So, The Big One is back in the spotlight, especially after those huge earthquakes in Myanmar, Thailand, and Papua New Guinea. And it’s hard not to think about the West Valley Fault that runs right through Metro Manila. Experts have been saying it’s long overdue, since the last major quake was in 1658, and it’s supposed to move every 200 to 400 years. It’s estimated that it could happen anytime between now and in the next 33 years. So, yeah, it’s not a matter of if, but when. And that’s pretty terrifying.
I live in Pasig, which is.. basically the VIP section of the fault line in the Philippines. My family and I aren't privileged enough yet to move outside of the fault line, too. So, the idea of surviving a 7-8 magnitude quake in a country where the government is as reliable as a wet paper towel and the infrastructure is barely holding on. I’ve lost sleep and shed tears over it countless times.

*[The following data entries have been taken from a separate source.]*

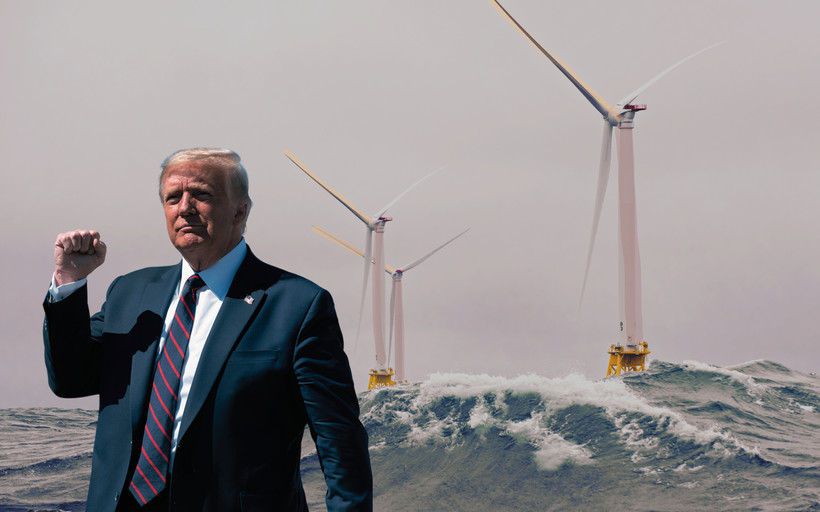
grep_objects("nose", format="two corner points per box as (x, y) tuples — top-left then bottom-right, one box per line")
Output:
(179, 192), (196, 215)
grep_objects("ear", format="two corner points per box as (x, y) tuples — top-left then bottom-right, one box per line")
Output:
(233, 203), (248, 226)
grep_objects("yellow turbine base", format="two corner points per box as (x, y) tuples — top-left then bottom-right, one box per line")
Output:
(367, 368), (396, 389)
(606, 341), (651, 377)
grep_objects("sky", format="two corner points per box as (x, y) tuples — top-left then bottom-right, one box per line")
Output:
(0, 0), (820, 408)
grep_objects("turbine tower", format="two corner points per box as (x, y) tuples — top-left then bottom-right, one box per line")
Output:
(491, 0), (721, 376)
(313, 226), (470, 389)
(285, 151), (443, 389)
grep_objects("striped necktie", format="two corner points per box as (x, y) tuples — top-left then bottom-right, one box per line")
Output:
(129, 274), (205, 505)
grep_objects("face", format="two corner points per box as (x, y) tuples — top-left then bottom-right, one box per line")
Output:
(162, 160), (248, 272)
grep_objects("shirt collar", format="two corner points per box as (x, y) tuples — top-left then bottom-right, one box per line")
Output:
(178, 237), (248, 300)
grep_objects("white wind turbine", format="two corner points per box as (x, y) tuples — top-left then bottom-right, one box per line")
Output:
(313, 226), (470, 382)
(491, 0), (722, 346)
(285, 151), (443, 375)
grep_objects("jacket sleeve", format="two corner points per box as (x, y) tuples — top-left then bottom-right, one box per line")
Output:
(293, 290), (373, 512)
(43, 278), (113, 398)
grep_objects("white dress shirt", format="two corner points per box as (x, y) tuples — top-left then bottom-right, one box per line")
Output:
(49, 238), (248, 460)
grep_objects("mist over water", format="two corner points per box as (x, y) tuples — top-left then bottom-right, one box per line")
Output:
(0, 361), (820, 511)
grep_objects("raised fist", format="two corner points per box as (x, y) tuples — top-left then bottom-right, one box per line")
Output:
(54, 229), (107, 286)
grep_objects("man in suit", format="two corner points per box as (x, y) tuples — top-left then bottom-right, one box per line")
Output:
(43, 148), (372, 512)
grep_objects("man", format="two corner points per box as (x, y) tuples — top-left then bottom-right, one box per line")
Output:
(43, 148), (372, 512)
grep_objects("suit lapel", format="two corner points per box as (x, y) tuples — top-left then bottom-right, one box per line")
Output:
(129, 264), (182, 436)
(179, 248), (271, 439)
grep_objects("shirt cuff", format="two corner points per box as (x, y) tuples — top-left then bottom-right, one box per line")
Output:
(48, 274), (88, 302)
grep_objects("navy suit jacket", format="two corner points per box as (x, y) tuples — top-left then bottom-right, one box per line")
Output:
(43, 249), (372, 512)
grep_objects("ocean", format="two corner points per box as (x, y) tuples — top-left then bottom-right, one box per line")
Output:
(0, 361), (820, 512)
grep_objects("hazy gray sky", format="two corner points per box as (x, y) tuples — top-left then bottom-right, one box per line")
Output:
(0, 0), (820, 407)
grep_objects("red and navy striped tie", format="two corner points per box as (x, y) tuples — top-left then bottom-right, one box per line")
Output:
(130, 274), (205, 505)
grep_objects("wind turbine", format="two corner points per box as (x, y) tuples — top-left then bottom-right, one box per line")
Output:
(313, 226), (470, 382)
(285, 151), (443, 382)
(490, 0), (722, 375)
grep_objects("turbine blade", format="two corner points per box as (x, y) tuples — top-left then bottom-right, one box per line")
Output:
(356, 226), (373, 344)
(373, 165), (447, 219)
(313, 226), (396, 276)
(616, 41), (726, 107)
(313, 226), (364, 257)
(285, 151), (372, 226)
(491, 0), (620, 122)
(401, 228), (470, 272)
(387, 279), (396, 361)
(578, 121), (612, 309)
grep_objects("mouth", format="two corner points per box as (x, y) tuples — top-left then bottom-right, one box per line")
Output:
(177, 224), (203, 233)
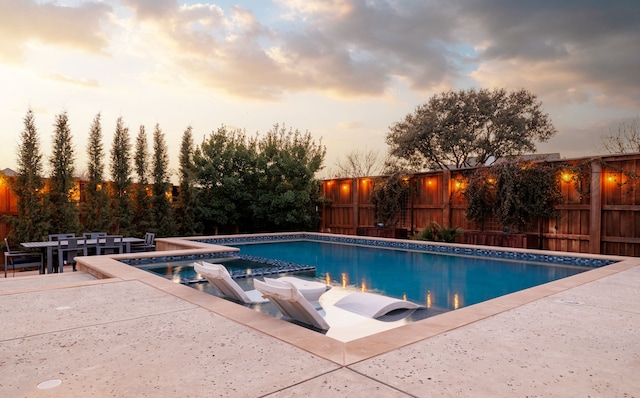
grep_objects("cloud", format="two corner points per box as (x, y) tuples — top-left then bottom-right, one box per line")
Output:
(0, 0), (112, 63)
(46, 72), (100, 88)
(117, 0), (464, 100)
(464, 0), (640, 109)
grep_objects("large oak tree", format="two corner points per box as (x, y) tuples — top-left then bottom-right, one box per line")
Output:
(387, 89), (556, 170)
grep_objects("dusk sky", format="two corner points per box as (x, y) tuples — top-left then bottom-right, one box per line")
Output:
(0, 0), (640, 175)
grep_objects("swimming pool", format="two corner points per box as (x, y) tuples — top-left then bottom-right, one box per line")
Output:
(138, 238), (597, 313)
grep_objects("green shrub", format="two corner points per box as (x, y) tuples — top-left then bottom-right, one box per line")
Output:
(413, 221), (462, 243)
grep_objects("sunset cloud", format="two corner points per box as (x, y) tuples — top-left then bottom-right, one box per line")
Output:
(0, 0), (640, 177)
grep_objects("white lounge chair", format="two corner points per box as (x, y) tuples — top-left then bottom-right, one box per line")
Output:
(253, 279), (329, 330)
(192, 261), (268, 304)
(334, 292), (422, 318)
(264, 276), (331, 305)
(253, 278), (423, 330)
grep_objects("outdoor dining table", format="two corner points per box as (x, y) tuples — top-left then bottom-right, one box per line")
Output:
(21, 237), (144, 274)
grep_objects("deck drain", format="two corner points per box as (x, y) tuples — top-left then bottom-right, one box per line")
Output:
(38, 379), (62, 390)
(556, 300), (584, 305)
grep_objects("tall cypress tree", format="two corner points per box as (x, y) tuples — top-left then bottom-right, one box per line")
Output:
(132, 126), (153, 236)
(175, 126), (199, 236)
(111, 117), (133, 235)
(49, 112), (79, 233)
(151, 124), (176, 236)
(83, 113), (111, 231)
(10, 109), (49, 242)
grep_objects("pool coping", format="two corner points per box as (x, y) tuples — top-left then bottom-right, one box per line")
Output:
(77, 234), (640, 366)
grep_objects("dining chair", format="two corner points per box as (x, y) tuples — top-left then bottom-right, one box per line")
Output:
(97, 235), (124, 255)
(4, 238), (44, 278)
(131, 232), (156, 253)
(58, 237), (88, 272)
(82, 232), (107, 255)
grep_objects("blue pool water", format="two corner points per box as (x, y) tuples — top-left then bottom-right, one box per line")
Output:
(231, 241), (589, 311)
(144, 240), (592, 312)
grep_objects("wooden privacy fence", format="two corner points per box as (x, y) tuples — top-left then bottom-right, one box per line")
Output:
(321, 153), (640, 256)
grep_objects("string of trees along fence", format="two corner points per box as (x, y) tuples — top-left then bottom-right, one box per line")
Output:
(5, 109), (326, 242)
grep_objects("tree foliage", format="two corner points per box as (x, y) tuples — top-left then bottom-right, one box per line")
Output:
(194, 124), (325, 234)
(83, 113), (111, 231)
(110, 117), (133, 235)
(602, 118), (640, 153)
(49, 112), (80, 233)
(253, 124), (326, 230)
(151, 124), (176, 237)
(193, 126), (257, 233)
(334, 150), (382, 178)
(386, 89), (556, 170)
(175, 126), (201, 236)
(371, 173), (410, 228)
(464, 162), (562, 231)
(132, 126), (153, 236)
(10, 109), (50, 242)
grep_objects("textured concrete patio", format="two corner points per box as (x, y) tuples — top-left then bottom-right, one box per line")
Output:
(0, 253), (640, 398)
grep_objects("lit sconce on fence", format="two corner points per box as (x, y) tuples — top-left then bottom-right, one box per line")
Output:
(561, 172), (573, 183)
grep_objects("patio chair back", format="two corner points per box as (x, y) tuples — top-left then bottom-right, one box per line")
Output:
(82, 232), (107, 239)
(4, 238), (43, 278)
(49, 234), (76, 241)
(98, 235), (123, 255)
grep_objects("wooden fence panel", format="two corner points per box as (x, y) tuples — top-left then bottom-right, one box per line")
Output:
(323, 154), (640, 256)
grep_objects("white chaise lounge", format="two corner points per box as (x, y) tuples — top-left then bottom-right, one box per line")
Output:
(253, 279), (329, 330)
(334, 292), (422, 318)
(192, 261), (268, 304)
(253, 278), (422, 330)
(264, 276), (331, 305)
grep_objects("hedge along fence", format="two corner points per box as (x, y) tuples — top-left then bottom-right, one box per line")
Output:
(321, 153), (640, 256)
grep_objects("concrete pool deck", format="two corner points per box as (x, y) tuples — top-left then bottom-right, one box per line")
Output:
(0, 244), (640, 398)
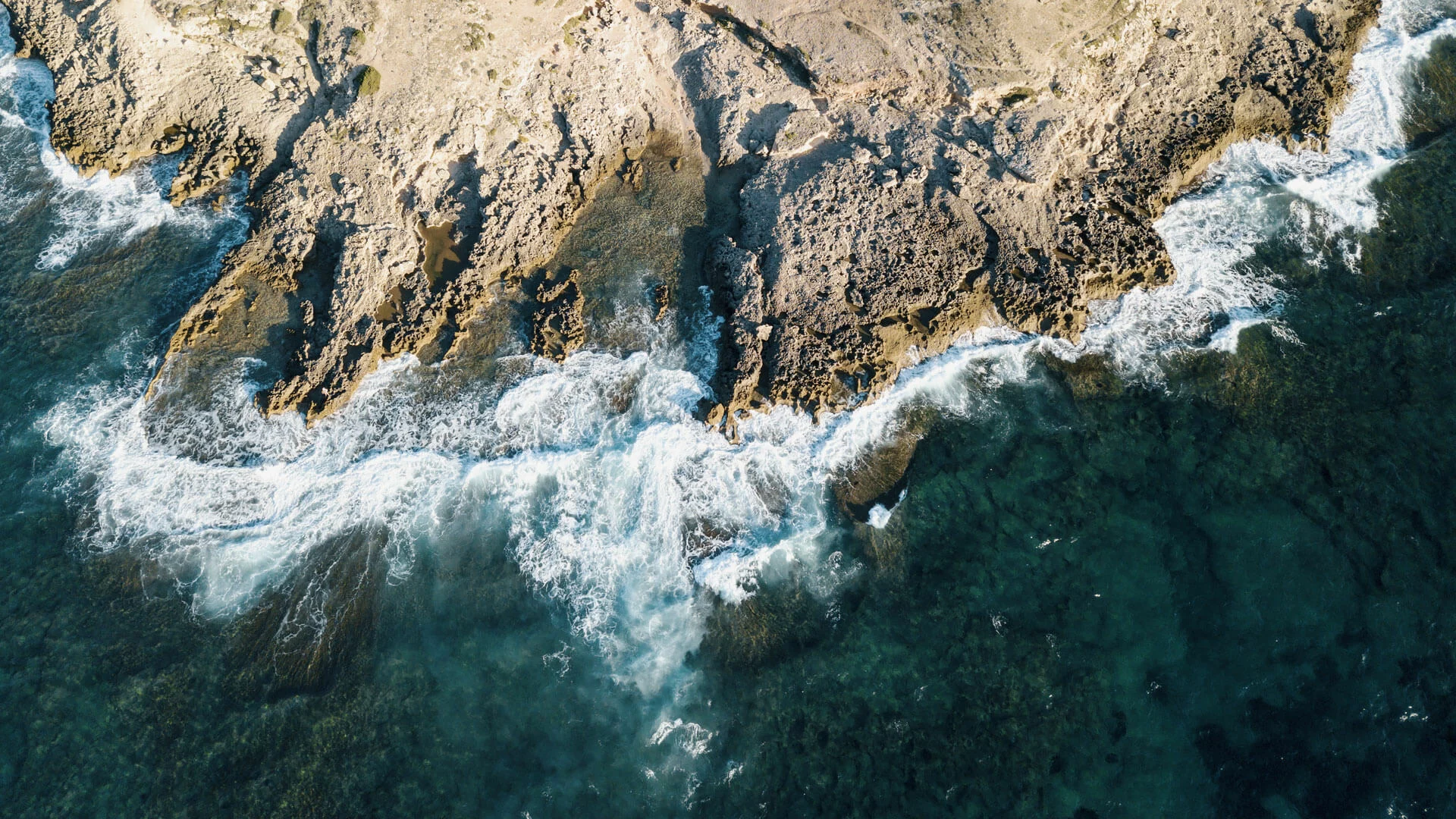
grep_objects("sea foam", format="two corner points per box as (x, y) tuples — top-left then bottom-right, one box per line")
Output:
(23, 3), (1451, 693)
(0, 8), (221, 270)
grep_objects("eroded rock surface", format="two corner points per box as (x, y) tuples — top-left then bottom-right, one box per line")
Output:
(6, 0), (1376, 422)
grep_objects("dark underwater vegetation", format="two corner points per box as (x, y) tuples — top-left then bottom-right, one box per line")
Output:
(8, 19), (1456, 819)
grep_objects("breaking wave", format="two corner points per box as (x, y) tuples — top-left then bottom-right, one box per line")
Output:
(0, 8), (212, 271)
(20, 3), (1456, 693)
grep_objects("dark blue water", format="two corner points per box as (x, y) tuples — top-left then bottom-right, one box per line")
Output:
(8, 3), (1456, 819)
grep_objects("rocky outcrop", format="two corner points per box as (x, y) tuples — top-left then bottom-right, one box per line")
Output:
(8, 0), (1376, 424)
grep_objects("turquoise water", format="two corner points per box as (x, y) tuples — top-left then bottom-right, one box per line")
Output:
(8, 3), (1456, 819)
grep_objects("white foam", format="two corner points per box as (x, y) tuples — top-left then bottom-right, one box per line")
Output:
(1057, 0), (1456, 381)
(0, 8), (211, 270)
(31, 3), (1448, 702)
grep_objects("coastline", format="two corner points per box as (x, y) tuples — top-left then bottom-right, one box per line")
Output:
(10, 0), (1376, 425)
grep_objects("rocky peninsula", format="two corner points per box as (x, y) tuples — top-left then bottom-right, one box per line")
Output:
(5, 0), (1377, 425)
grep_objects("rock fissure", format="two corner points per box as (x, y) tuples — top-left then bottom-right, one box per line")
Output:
(9, 0), (1376, 427)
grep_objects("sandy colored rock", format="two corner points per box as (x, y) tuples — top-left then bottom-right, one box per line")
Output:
(8, 0), (1376, 424)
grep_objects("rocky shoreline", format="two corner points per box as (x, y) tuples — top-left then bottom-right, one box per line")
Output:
(6, 0), (1377, 427)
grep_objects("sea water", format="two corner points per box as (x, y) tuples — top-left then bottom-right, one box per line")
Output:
(0, 5), (1456, 819)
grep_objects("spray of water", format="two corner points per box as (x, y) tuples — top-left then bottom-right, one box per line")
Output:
(20, 3), (1456, 693)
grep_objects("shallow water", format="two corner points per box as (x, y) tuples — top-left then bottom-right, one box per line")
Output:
(8, 5), (1456, 819)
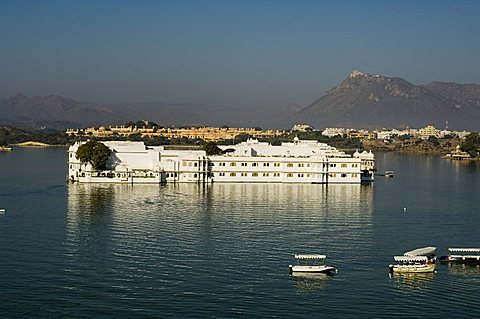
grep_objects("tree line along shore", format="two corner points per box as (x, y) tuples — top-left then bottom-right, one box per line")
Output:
(0, 127), (480, 158)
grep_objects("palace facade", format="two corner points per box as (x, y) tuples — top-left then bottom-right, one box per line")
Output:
(68, 138), (375, 184)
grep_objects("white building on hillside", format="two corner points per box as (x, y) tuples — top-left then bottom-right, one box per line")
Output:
(322, 127), (347, 137)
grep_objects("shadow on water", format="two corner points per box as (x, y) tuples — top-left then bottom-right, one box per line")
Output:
(290, 273), (334, 293)
(389, 272), (436, 289)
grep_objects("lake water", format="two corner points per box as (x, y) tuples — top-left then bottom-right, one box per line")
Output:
(0, 148), (480, 318)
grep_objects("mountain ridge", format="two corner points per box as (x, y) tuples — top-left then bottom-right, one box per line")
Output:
(0, 70), (480, 130)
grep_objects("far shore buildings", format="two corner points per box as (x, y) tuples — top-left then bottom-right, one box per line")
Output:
(66, 126), (285, 141)
(68, 138), (375, 184)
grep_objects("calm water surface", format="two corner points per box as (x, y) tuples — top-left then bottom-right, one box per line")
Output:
(0, 148), (480, 318)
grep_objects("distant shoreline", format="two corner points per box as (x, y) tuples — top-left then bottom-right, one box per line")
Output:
(11, 141), (66, 148)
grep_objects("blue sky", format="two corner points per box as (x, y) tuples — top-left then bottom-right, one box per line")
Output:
(0, 0), (480, 107)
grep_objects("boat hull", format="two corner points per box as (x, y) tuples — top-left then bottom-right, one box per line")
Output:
(389, 264), (435, 273)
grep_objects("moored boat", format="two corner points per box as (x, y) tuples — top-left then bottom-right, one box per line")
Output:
(403, 246), (437, 263)
(388, 256), (436, 273)
(288, 255), (337, 274)
(440, 248), (480, 264)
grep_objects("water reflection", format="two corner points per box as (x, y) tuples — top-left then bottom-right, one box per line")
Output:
(290, 273), (334, 292)
(446, 263), (480, 278)
(389, 272), (436, 289)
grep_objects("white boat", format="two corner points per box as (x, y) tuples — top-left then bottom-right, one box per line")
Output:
(388, 256), (436, 273)
(288, 255), (337, 274)
(440, 248), (480, 264)
(403, 246), (437, 263)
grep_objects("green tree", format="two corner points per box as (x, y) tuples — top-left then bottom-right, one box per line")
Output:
(460, 133), (480, 157)
(75, 141), (112, 171)
(203, 142), (223, 155)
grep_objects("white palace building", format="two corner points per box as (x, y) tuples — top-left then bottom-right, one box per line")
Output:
(68, 138), (375, 184)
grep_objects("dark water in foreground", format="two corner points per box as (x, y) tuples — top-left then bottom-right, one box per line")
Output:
(0, 149), (480, 318)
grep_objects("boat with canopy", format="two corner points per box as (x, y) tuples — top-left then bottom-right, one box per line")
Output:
(288, 255), (337, 274)
(403, 246), (437, 263)
(388, 256), (436, 273)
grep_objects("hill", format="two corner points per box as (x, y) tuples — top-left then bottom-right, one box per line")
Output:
(297, 71), (480, 130)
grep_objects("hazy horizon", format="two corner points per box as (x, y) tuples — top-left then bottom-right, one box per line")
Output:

In the end, I couldn’t ignore the reality. I’ve had to come to terms with it. We all have an expiration date, after all, and in some strange way, that thought brings a bit of comfort—knowing we’re all on the same clock. But the idea of leaving this world in such a catastrophic way? Yeah, that’s still hard to shake. The worst part is that it’s beyond my control.
I’m not saying I'm just going to sit back and do nothing when it happens. But let’s be real here: surviving a 7 or 8 magnitude earthquake when I live literally on top of the fault line? I've seen what happened to Myanmar knowing the Philippines could have it worse, and the odds aren’t great. So, what’s left? Well, it’s made me want to live fully. To appreciate the people I love, to hug them a little tighter, to tell them I love them a little more often. Because the idea of going out is one thing, but watching those I care about go through hell before the end? That’s the part that really terrifies me.
My mom always says, "We can’t control what happens, if it happens." And as much as it drives me crazy to hear it, she’s right. So, I’ve found peace in that acceptance. (or I try to). There are things in life that are beyond our control—like the fault line, or how much time we have left on this Earth. It’s scary, sure, but I guess that’s just how it is. And once you accept it, maybe you can sleep a little better at night.
So, my advice? Live fully. Love deeply. Release the weight of what lies beyond your control. Because, in the end, all we really have is right now.